AMP has extended an olive branch to 35,000 clients by offering reviews of possibly tainted superannuation advice under changes designed to appease the corporate watchdog.

The company announced the unprecedented step last Thursday, more than six months after the Australian Securities and Investments Commission (ASIC) found planners were steering clients towards in-house superannuation products with lucrative commissions.

ASIC found commissions paid to advisers created conflict of interest that made unreasonable advice on switching superannuation products three to six times more likely.

AMP Financial Planning originally estimated about 7000 of a total of 720,000 retail super customers would be contacted.
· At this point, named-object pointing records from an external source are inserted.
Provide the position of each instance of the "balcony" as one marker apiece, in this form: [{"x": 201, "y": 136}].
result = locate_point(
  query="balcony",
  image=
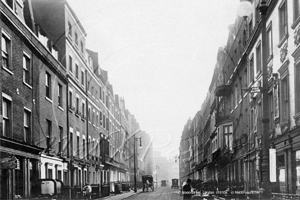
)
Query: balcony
[{"x": 222, "y": 90}]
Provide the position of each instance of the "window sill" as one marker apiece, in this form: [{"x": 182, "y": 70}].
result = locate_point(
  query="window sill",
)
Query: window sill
[
  {"x": 60, "y": 108},
  {"x": 296, "y": 22},
  {"x": 7, "y": 70},
  {"x": 284, "y": 38},
  {"x": 29, "y": 86},
  {"x": 48, "y": 99}
]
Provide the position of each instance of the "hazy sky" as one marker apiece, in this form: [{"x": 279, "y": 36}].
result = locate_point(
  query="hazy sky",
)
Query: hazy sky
[{"x": 159, "y": 54}]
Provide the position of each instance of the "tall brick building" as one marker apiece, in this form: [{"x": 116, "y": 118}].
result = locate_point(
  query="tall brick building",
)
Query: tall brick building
[{"x": 60, "y": 119}]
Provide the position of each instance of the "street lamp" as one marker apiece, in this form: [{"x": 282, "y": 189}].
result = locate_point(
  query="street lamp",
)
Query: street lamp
[
  {"x": 157, "y": 168},
  {"x": 265, "y": 176}
]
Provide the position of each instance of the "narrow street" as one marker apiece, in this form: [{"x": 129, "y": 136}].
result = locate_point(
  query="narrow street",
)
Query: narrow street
[{"x": 162, "y": 193}]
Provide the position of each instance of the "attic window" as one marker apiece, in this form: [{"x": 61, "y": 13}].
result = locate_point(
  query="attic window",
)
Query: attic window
[{"x": 9, "y": 3}]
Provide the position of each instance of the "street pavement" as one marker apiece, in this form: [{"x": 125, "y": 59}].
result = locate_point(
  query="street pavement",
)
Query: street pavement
[{"x": 161, "y": 193}]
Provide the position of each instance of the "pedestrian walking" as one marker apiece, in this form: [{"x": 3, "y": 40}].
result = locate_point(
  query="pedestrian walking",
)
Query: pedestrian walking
[
  {"x": 87, "y": 191},
  {"x": 187, "y": 190}
]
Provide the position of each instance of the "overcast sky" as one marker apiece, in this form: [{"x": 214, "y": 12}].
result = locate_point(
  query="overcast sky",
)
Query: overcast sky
[{"x": 160, "y": 56}]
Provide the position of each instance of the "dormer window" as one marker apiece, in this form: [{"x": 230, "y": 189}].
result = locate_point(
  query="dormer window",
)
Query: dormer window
[
  {"x": 76, "y": 39},
  {"x": 70, "y": 29},
  {"x": 81, "y": 47}
]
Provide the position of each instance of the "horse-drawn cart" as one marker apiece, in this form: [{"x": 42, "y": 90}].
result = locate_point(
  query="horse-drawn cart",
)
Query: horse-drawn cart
[{"x": 147, "y": 182}]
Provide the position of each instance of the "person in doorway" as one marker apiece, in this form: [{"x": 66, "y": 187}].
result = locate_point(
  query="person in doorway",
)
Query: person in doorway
[
  {"x": 187, "y": 190},
  {"x": 87, "y": 191}
]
Nearly 6000 have been contacted, and 29,100 will be mailed this month.

Improvement in countering conflict of interest was cited in an update by the company, in particular changes to the buyer of last resort and net business flow models to remove bias towards AMP products.

Both schemes rewarded planners with commission or non-monetary bonuses such as overseas trips for selling certain in-house products.

The buyer of last resort scheme will be replaced on July 1 – in line with a ban by the Financial Planning Association – with a different valuation methodology to be detailed at a later date.

The company has also developed new statements of advice and financial services guides, while updating its professional standards manual to include clearer disclosure guidance on the products and services planners can advise on, their relationship with AMP companies, and fees and charges.

AMP Financial Planning will also vet all recommendations to switch superannuation schemes in the short term to ensure compliance with the new strictures.